For My Great Folly

$2.75
BY Thomas B. CostainPUTNAM
THE background of this tale concerns the one-man war in the days of King James, waged in the Mediterranean by John Ward, “the pirate,” against the power of Spain. The Dons claimed that the trade of that sea belonged to them — and to the Venetians; and the cowardly King of England agreed. Not so John Ward and the doughty captains he gathered to him. Among his followers was Roger Blease, a poor young gentleman who was won over by the flamboyant adventurer and embarked on a career of battle and murder. The book is a long, long story of adventure. There is so much adventure, such a variety of hazard — from London’s Alsatia to the scorching villainy of Tunis — that one feels that here is a Henty book for adults. The early impression fades gradually as the story develops, but never is there any sense of reality in the thing. The author has steeped himself in the period but the result is not quite happy.
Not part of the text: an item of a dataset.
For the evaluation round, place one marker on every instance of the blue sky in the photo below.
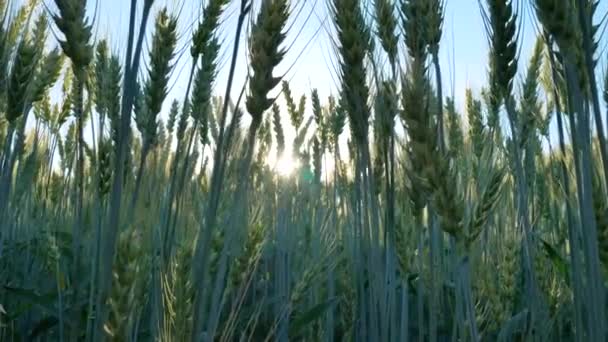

He is so charmed by the discovery of the thieves’ slang of that day that he makes most of his characters speak like gangsters and hardly ever in the genuine prose and phrase of the time. We meet Francis Bacon and the Queen and all sorts of worthies, and they are stage characters. In spite of its defects, the book is highly readable — another victory for what Stevenson called " the brute, Incident.” R. E. D.